Eclairage : Saisie sur rémunération et gestion de paye

La saisie sur rémunérations.

De par son caractère alimentaire, le salaire fait l’objet de diverses protections et notamment contre les saisies.
Cette protection concerne tous les types de rémunérations quelqu’en soit le montant ou la nature, peu importe même que le contrat de travail soit en cours d’exécution ou non.

I)    Définition

Toute créance peut donner lieu à une saisie des rémunérations.
Il s’agit là d’une procédure par laquelle le créancier s’adresse à l’employeur du débiteur afin qu’il pratique une retenue sur la rémunération afin de le rembourser.

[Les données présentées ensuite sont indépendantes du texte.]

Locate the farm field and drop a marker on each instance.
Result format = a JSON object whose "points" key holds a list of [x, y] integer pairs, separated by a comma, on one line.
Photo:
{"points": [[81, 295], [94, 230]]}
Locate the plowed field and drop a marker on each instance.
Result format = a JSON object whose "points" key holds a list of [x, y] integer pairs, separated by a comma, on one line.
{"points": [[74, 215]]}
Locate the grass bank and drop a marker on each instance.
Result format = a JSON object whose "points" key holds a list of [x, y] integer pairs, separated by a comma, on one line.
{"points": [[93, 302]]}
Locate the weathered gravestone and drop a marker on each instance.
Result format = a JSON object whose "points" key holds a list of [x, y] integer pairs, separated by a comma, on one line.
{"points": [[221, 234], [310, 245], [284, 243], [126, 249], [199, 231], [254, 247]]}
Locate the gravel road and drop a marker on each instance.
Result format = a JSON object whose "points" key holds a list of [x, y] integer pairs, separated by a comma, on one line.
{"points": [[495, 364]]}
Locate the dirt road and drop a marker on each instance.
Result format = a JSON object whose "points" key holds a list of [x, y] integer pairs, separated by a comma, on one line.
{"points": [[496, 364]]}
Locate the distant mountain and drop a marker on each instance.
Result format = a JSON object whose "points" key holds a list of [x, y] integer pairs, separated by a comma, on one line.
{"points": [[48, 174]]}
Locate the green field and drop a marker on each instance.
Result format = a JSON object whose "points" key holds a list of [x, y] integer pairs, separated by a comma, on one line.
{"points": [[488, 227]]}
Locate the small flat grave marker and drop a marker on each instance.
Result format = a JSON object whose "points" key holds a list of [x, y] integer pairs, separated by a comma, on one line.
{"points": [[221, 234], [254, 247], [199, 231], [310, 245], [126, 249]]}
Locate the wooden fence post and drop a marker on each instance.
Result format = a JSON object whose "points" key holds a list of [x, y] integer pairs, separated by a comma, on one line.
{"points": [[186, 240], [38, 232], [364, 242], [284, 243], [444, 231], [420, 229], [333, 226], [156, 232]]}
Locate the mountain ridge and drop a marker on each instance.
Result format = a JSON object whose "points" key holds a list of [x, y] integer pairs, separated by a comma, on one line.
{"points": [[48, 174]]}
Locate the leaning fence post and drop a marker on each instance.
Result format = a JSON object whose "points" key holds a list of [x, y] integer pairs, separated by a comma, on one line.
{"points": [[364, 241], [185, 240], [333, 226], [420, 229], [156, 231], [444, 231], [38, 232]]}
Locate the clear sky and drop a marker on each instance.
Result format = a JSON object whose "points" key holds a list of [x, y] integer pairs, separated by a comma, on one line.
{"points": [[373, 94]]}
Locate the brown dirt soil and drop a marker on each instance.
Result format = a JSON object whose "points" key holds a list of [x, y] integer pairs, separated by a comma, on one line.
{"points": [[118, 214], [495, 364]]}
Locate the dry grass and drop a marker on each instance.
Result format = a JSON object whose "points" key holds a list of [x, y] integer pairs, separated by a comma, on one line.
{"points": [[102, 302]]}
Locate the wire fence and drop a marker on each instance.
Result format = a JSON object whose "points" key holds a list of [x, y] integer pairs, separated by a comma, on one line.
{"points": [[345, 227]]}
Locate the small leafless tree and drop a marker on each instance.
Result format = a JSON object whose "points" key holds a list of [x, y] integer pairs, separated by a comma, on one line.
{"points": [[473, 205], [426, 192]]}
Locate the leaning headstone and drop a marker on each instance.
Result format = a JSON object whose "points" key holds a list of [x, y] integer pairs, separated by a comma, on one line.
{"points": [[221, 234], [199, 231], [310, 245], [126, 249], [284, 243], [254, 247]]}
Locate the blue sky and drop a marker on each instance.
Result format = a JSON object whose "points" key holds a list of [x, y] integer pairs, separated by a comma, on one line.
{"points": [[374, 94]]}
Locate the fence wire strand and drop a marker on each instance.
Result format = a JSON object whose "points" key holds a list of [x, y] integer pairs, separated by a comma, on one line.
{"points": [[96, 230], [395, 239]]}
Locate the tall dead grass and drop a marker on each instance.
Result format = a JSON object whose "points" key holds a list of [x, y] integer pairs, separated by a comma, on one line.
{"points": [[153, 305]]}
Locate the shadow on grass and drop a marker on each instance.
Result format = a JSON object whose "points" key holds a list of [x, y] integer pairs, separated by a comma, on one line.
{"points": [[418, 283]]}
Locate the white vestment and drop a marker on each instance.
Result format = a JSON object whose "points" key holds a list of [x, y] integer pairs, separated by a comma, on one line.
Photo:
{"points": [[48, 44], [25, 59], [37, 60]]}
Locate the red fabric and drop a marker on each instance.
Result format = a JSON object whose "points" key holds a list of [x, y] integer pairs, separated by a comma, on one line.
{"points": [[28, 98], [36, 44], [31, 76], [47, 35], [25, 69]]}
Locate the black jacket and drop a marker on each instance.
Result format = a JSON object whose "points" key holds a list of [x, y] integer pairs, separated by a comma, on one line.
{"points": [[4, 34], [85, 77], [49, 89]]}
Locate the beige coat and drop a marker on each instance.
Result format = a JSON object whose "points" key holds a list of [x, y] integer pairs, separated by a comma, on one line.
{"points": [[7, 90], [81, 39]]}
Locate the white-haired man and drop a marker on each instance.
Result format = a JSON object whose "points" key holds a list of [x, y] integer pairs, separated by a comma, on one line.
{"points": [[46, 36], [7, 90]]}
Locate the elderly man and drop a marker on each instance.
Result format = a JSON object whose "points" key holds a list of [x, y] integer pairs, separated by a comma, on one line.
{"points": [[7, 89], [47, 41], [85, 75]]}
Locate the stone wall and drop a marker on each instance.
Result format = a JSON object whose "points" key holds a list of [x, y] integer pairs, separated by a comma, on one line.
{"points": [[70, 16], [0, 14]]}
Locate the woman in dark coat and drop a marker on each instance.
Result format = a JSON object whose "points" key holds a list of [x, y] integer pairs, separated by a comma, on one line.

II)  Conditions à la saisie sur rémunérations

Quelque soit l’origine, le montant ou la nature de la créance, la saisie sur rémunérations est possible si ces conditions sont réunies :

  • La créance doit être exigible (elle est arrivée à échéance)
  • La créance doit être liquide (le montant est déterminé et non contestable)
  • En présence d’un titre exécutoire (une décision judiciaire, certains actes notariés ou un titre délivré par une personne morale de droit public)

La saisie peut s’opérer sur tous types de rémunérations quelque soit le montant, quelque soit le nombre des employeurs, et quelque soit la nature et la forme du contrat de travail.

Il faut cependant que la personne dont la rémunération est saisie soit bien un employé.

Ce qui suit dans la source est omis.